Cassa integrazione Covid: addio dal 1° luglio, ma non per tutti. Cosa cambia

Teresa Maddonni

22 Giugno 2021 - 11:55

condividi

Cassa integrazione Covid: addio dal 1° luglio alla causale per l’emergenza e al blocco dei licenziamenti, ma solo per alcune aziende. Vediamo cosa cambia e quali sono le nuove regole.

Cassa integrazione Covid: addio dal 1° luglio, ma non per tutti. Cosa cambia

Cassa integrazione Covid: l’addio il 1° luglio e alcune imprese dovranno abbandonare la causale per l’emergenza.

Solo alcune imprese perché la modifica non riguarderà tutti e ci sarà ancora chi potrà continuare a utilizzare la cassa integrazione Covid.

Il decreto Sostegni bis ha introdotto la cassa integrazione scontata dal 1° luglio per le aziende che accederanno da quella data alla CIGO.

Per le imprese che accedono alla CIGO con causale Covid le 13 settimane del decreto Sostegni di marzo scadono il 30 giugno insieme al blocco dei licenziamenti. Vediamo cosa cambia dal 1° luglio per la cassa integrazione Covid.

Cassa integrazione Covid: stop dal 1° luglio, anche al blocco dei licenziamenti

La cassa integrazione Covid termina il 30 giugno quindi, per le imprese che accedono alla CIGO; il ricorso all’ammortizzatore sociale cambia dal 1° luglio.

Dal 1° luglio, finito il periodo di cassa integrazione ordinaria Covid di carattere emergenziale per i settori dell’industria e dell’edilizia, le aziende che non accederanno all’ammortizzatore sociale ordinario, ai sensi del decreto n.148/2015, potranno licenziare.

Dal 1° luglio infatti finisce la cassa integrazione Covid e scatta la possibilità di licenziamento, anche se il decreto n.73/2021, il Sostegni bis, ha previsto una possibilità di superare la crisi per le aziende comunque in difficoltà e vale a dire uno sconto sulla CIGO ordinaria fino al 31 dicembre.

Se il destino della cassa integrazione Covid è ormai certo, diversa è la condizione del blocco dei licenziamenti.

Dopo il 30 giugno per qualcuno dovrebbe finire, ma i sindacati spingono ancora per la proroga generalizzata.

Intanto la cassa integrazione Covid è prevista ancora fino al 31 dicembre per le aziende che accedono a quella in deroga e assegno ordinario.
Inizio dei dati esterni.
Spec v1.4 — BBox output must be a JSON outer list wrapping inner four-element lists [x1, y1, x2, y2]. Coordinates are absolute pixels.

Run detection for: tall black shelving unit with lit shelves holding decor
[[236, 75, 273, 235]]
Cassa integrazione Covid: addio dal 1° luglio, ma sconto sulla CIGO

E se la cassa integrazione Covid viene meno dal 1° luglio per le aziende che accedono alla CIGO, le stesse possono utilizzare l’ammortizzatore ordinario da quella data con uno sconto.

Come anticipato infatti il decreto Sostegni bis ha previsto per le aziende che accedono alla cassa integrazione ordinaria o straordinaria da quella data l’esonero del pagamento del contributo addizionale all’INPS e fino al 31 dicembre 2021.

Le stesse aziende che accederanno alla cassa integrazione non Covid, ma agevolata, tuttavia, non potranno licenziare.

Resta quindi nel caso specifico il blocco dei licenziamenti per motivi economici e quelli collettivi per riduzione del personale. Resta tuttavia la possibilità di poter licenziare:

  • per le imprese che hanno cessato l’attività;
  • per le imprese dichiarate fallite quando non sia previsto l’esercizio provvisorio;
  • nelle ipotesi di accordo collettivo aziendale, stipulato dalle organizzazioni sindacali comparativamente più rappresentative a livello nazionale, di incentivo alla risoluzione del rapporto di lavoro, limitatamente ai lavoratori che aderiscono al predetto accordo;
  • cambio di appalto.

Dal 1° luglio la cassa integrazione, ai sensi del decreto n.148/2015, sarà:

  • di 52 settimane nel biennio mobile per la CIGO;
  • di 24 mesi nel quinquennio mobile per quella straordinaria.